This is a multi-class random forest based language detector that works by using words, bigrams and trigrams as features. Support is provided for 7 languages using the Latin Script (English, German, Portuguese, Spanish, French, Dutch, Italian). To optimize training and testing performance by reducing number of features,a corpus of 300,000 sentences for each language is leveraged from Leipzig Corpus and the 50 most frequent words, bigrams, and trigrams are shortlisted as features. The dataframe creation is slightly complicated, but it is highly vectorized to speed up performance. All train and test datapoints are then represented in the reduced feature-space. A model trained on 5,000 sentences from each language takes less than 2 minutes to train, and performs at 98% accuracy. To replicate the environment, please place the following data files sourced from this Google Drive directory, and assign that to 'dirname'
- deu_mixed-typical_2011_300K-sentences.txt
- eng_news_2005_300K-sentences.txt
- fra_mixed_2009_300K-sentences.txt
- ita_mixed-typical_2017_300K-sentences.txt
- nld_mixed_2012_300K-sentences.txt
- por_newscrawl_2011_300K-sentences.txt
- spa_news_2006_300K-sentences.txt
The longest task is that of finding most common features for every language (~ 1 minute per language). The training dataframe creation then takes ~ 2 minutes, and creating the random forest model takes ~ 1 minute. The following performance metrics are calculated
- 𝑃𝑟𝑒𝑐𝑖𝑠𝑖𝑜𝑛= 𝑇𝑟𝑢𝑒 𝑃𝑜𝑠𝑖𝑡𝑖𝑣𝑒𝑠/(𝑇𝑟𝑢𝑒 𝑃𝑜𝑠𝑡𝑖𝑣𝑒𝑠+𝐹𝑎𝑙𝑠𝑒 𝑃𝑜𝑠𝑖𝑡𝑖𝑣𝑒𝑠)

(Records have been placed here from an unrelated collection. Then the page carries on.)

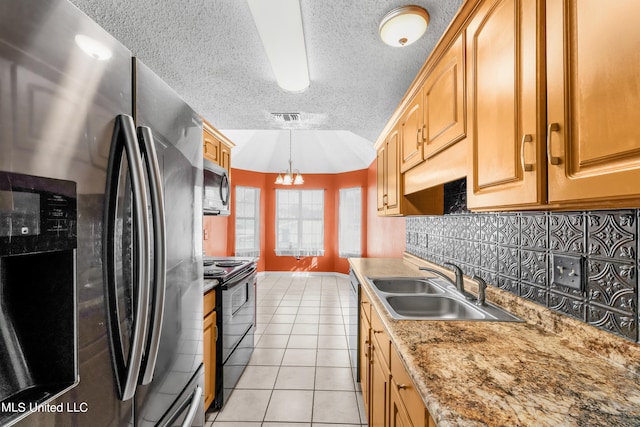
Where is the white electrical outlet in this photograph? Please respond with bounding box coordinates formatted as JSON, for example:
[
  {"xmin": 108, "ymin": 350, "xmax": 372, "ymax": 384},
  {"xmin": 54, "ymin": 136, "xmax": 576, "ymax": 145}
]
[{"xmin": 551, "ymin": 254, "xmax": 584, "ymax": 291}]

- 𝑅𝑒𝑐𝑎𝑙𝑙= 𝑇𝑟𝑢𝑒 𝑃𝑜𝑠𝑖𝑡𝑖𝑣𝑒𝑠/(𝑇𝑟𝑢𝑒 𝑃𝑜𝑠𝑡𝑖𝑣𝑒𝑠+𝐹𝑎𝑙𝑠𝑒 𝑁𝑒𝑔𝑎𝑡𝑖𝑣𝑒𝑠)
- 𝐹1 𝑆𝑐𝑜𝑟𝑒= 2∗ 𝑃𝑟𝑒𝑐𝑖𝑠𝑖𝑜𝑛∗ 𝑅𝑒𝑐𝑎𝑙𝑙𝑃𝑟𝑒𝑐𝑖𝑠𝑖𝑜𝑛+𝑅𝑒𝑐𝑎𝑙𝑙
In general, the model performs with 98% Precision, 98% Recall and 98% F1-Score.
The performance is also examined using the confusion matrix, that tells us the distribution of predicted labels v/s actual labels.
Using all bigrams, trigrams, and words will blow up the feature space and impact performance adversely. Hence the features are first shortlisted on the basis of most frequent features. This results in optimal performance both in terms of model accuracy and time taken.
There is a need to prune feature space to further remove redundancies. One approach could be through the use of maximal substrings. For eg - the trigram ' a ' will be a substring of ' a' always and can be removed. The size of the training data (for feature shortlisting) can be reduced and an optimal size of data can be explored. Furthermore, the accuracy of the model for French and Portuguese can be bettered through use of slightly more features for these two languages in particular.